Dabei wird die Anpassungsstörung – die die Gedankenwelt negativ beeinflussen – werden umstrukturiert, neue Verhaltensweisen werden eingeübt. Wichtig ist vor Beginn einer individuellen Therapie, dass eine Anamnese des Patienten erstellt wird. Außerdem müssen Therapeut und Patient herausarbeiten, welche Faktoren zur Bewältigung des Alltags liegen, wobei auch das soziale Umfeld eine hohe Bedeutung hat.
Häufige Fragen
Wie lässt sich eine Anpassungsstörung heilen?
Oftmals verschwinden die Symptome einer Anpassungsstörung nach einiger Zeit wieder, wobei sie entweder allein oder durch eine therapeutische Behandlung verringern werden.
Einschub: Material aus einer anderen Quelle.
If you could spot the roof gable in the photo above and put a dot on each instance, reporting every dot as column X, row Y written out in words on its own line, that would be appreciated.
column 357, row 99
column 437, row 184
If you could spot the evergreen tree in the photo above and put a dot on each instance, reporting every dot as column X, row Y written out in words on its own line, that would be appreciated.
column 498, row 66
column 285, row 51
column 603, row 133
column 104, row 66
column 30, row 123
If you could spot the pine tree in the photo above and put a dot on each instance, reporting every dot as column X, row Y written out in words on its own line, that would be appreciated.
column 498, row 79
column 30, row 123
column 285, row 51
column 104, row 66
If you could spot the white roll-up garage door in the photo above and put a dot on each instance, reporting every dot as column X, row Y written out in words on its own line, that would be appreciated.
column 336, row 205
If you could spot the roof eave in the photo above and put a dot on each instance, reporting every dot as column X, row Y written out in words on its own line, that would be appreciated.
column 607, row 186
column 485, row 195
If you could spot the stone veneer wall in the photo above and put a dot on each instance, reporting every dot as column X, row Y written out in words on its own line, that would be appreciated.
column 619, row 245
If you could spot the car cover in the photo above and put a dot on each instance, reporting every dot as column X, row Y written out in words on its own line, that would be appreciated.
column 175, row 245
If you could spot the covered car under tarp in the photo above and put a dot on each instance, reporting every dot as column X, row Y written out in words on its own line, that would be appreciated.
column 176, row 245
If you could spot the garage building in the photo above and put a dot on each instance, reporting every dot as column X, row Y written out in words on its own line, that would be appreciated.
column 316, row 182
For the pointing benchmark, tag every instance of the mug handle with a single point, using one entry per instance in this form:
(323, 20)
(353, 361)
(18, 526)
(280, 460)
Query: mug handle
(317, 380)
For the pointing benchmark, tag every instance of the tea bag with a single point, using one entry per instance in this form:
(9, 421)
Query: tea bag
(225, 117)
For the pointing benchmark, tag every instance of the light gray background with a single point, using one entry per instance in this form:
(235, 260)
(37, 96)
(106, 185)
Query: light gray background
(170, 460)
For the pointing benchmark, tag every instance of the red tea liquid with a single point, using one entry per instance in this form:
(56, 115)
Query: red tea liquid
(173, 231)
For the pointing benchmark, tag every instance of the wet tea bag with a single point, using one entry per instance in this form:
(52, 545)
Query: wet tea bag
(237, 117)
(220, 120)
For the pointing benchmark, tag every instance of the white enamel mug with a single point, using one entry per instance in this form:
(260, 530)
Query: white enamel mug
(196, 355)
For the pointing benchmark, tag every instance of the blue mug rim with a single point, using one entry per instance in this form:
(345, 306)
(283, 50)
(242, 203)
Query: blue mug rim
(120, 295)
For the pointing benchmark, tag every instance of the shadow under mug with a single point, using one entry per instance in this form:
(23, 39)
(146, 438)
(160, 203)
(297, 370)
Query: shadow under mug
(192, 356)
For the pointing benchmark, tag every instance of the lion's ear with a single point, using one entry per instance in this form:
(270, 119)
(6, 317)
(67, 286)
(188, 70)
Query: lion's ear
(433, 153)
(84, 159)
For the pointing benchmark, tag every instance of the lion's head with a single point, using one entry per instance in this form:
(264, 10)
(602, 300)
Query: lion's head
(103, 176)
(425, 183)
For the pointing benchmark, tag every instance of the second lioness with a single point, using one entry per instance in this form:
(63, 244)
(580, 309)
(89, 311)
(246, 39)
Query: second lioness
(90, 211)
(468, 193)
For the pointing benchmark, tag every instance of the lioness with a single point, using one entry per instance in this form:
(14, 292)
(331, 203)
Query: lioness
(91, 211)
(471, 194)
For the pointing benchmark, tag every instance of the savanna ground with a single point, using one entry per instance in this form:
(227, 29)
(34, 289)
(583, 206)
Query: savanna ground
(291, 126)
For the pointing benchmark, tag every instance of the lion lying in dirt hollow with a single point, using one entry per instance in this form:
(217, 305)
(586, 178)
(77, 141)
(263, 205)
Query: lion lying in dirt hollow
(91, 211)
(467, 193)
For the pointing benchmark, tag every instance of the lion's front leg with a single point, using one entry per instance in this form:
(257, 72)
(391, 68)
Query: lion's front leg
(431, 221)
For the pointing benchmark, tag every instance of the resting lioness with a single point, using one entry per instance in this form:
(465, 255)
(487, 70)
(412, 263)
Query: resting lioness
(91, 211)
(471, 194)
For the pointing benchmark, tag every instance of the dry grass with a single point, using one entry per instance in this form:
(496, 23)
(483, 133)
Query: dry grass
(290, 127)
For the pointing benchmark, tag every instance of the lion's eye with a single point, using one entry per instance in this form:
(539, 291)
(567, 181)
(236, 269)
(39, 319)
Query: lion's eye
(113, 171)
Sind Kinder oder Jugendliche betroffen, dauert die Anpassungsstörung länger und hat eine schlechtere Prognose.
Welche Symptomatik prägt die Anpassungsstörung?
Die Anpassungsstörung setzt grundsätzlich innerhalb eines Monats ein, nach dem das auslösende Ereignis aufgetreten ist. Psychische Symptome sind Angst, Depressivität, Ärger und Verbitterung oder Gefühle der Isolation. Körperliche Symptome sind Magen-Darm-Beschwerden und Verspannungen.
Wie verhalten sich Menschen in der Anpassungsstörung?
Wenn Menschen von einer Anpassungsstörung betroffen ist, sind sie grundsätzlich angespannt, häufig ärgerlich und leiden unter vielfältigen Symptomen wie Unzufriedenheit, Unausgeglichenheit und Besorgnis. Auch zu diffusen Ängsten und depressiven Störungen kann es kommen.